Y. trabalhou em UPPs desde que
entrou na corporação, em 2011. Conta que foi em pelo menos 15 enterros de
colegas nesses seis anos, “só os mais íntimos”. A namorada sempre pedia que ele
deixasse a PM. Agora que finalmente decidiu largar a corporação, quer ser
médico.
DESISTÊNCIA A PEDIDO DA FAMÍLIA
Um dos 4.821 candidatos que
passaram no concurso da PM de 2014, Z. disse que não quer mais ser policial.
Embora tenha se preparado, disse que a própria família o desencorajou por causa
das muitas mortes registradas entre a tropa.
— Era um sonho. Eu me empenhei
para passar no concurso, mas não dá para investir e morrer depois — diz.
Falta reconhecimento
Pesquisadora da Escola de Saúde
Pública da Fundação Oswaldo Cruz, Cecilia Minayo há anos estuda o impacto da
atividade policial sobre a saúde dos agentes. Ela também acha que o principal
motivo da descrença de policiais na instituição é a falta de reconhecimento:
tanto por parte da sociedade civil quanto da própria corporação.
— Um ponto importante é o reconhecimento
da sociedade pelo trabalho deles. Eles sentem uma tristeza muito grande. Porque
estão trabalhando muito, se empenhando, apesar de ganharem muito pouco. Mas,
dificilmente, há esse reconhecimento do trabalho. O reconhecimento é sempre do
policial que deixou se corromper — afirma Cecilia.
A falta de diálogo dentro da
corporação, segundo Cecilia, gera comandantes e subordinados estressados. Não
há válvula de escape. Os que estão mais acima na hierarquia, ressalta a
pesquisadora, muitas vezes têm que exigir que seus comandados se arrisquem
diante da falta absoluta de segurança na atividade policial.
EM 2017, UM SUICÍDIO POR MÊS
Entre janeiro e maio deste ano,
cinco PMs atentaram contra a própria vida, o que daria um suicídio por mês. O
dado é da coordenadora do Grupo de Estudo e Pesquisa em Suicídio e Prevenção
(Gepesp), Dayse Miranda.
— A corporação está doente. A
perda de colegas em serviço afeta muito os agentes, seja na parte física, com
dores na coluna; seja na emocional, quando muitos têm choros convulsivos,
ansiedade, dificuldade de dormir — explicou.

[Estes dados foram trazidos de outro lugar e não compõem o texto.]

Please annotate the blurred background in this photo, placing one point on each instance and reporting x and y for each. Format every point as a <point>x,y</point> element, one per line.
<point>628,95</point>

Chefe do Núcleo Central de
Psicologia da PM, o tenente-coronel Fernando Derenusson afirma que a sensação
de risco aparece muito nos relatos dos policiais de licença médica:
— As más condições de trabalho vêm
causando sofrimento mental. Há muita queixa de insegurança devido às mortes de
colegas, escala de trabalho apertada e falta de condições físicas das UPPs.